Dari jumlah yang dimusnahkan itu, 19 perkara merupakan tindak pidana narkotika dan zat aktif lainnya.

“Kasus narkotika paling banyak, meski sebagian hanya melibatkan barang bukti kecil. Namun secara frekuensi cukup tinggi, menunjukkan peredaran narkoba di Kota Gorontalo masih perlu diwaspadai,” ujar Edy.

Selain narkotika, perkara kosmetik ilegal dan obat-obatan tanpa izin edar juga mendominasi. Tercatat 541 kosmetik dan 8.248 butir obat-obatan ikut dimusnahkan.

Kepala Kejaksaan Negeri Kota Gorontalo, Edy Hartoyo saat diwawancarai usai kegiatan, Rabu, 12 November 2025. [foto: fikarbuntuan/nusantara1]
Kepala Kejaksaan Negeri Kota Gorontalo, Edy Hartoyo saat diwawancarai usai kegiatan, Rabu, 12 November 2025. [foto: fikarbuntuan/nusantara1]
“Kalau tahun lalu banyak barang bukti minuman keras, tahun ini tidak ada. Informasinya, razia minuman keras dilakukan Polres dan kemungkinan akan dimusnahkan pada akhir Desember nanti,” jelas Edy.

Ia menambahkan, pemusnahan ini dilakukan sebagai tindak lanjut perkara yang telah inkrah (berkekuatan hukum tetap) sejak Mei hingga November 2025.

Tujuannya, untuk memastikan penyelesaian perkara berjalan tuntas serta mencegah penyalahgunaan barang bukti di kemudian hari.

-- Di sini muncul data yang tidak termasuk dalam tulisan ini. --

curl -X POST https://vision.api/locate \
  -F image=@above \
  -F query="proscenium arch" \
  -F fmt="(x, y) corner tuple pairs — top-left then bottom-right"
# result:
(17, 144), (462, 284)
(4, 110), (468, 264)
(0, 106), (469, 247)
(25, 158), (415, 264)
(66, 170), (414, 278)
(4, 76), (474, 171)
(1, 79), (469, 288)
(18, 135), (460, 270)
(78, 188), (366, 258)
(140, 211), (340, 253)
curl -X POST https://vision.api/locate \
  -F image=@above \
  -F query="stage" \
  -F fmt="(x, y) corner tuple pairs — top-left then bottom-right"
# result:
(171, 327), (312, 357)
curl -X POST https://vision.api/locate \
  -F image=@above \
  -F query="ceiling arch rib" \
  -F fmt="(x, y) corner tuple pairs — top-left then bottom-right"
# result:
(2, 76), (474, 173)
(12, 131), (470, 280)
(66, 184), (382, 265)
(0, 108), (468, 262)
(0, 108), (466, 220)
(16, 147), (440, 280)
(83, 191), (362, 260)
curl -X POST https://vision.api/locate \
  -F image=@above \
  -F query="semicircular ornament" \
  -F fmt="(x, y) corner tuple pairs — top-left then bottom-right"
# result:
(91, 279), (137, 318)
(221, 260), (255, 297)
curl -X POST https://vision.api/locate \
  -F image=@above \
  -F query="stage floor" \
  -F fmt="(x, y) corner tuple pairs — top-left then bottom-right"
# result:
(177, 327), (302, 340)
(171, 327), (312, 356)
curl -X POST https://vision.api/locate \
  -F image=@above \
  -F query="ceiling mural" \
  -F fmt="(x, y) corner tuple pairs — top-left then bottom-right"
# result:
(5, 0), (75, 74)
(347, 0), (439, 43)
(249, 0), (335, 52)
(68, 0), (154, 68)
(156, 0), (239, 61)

“Barang bukti yang sudah inkrah harus segera dimusnahkan. Ini juga bagian dari akuntabilitas agar tidak disalahgunakan dan tidak menumpuk di gudang,” tegas Edy.

Berdasarkan data Kejaksaan Negeri Kota Gorontalo, barang bukti yang dimusnahkan terdiri atas 13,06 gram sabu, 487,22 gram ganja, 5 senjata tajam, 324 lembar kartu remi, serta sejumlah alat hisap dan ponsel.

Kegiatan ini merupakan agenda rutin yang digelar dua kali dalam setahun, yakni pada awal dan akhir tahun, sesuai dengan Peraturan Jaksa Agung RI Nomor 005 Tahun 2013 tentang Standar Operasional Pemusnahan Barang Bukti.

“Kami lakukannya dua kali setahun. Untuk 2025, ini sudah pelaksanaan pemusnahan kedua,” tutupnya.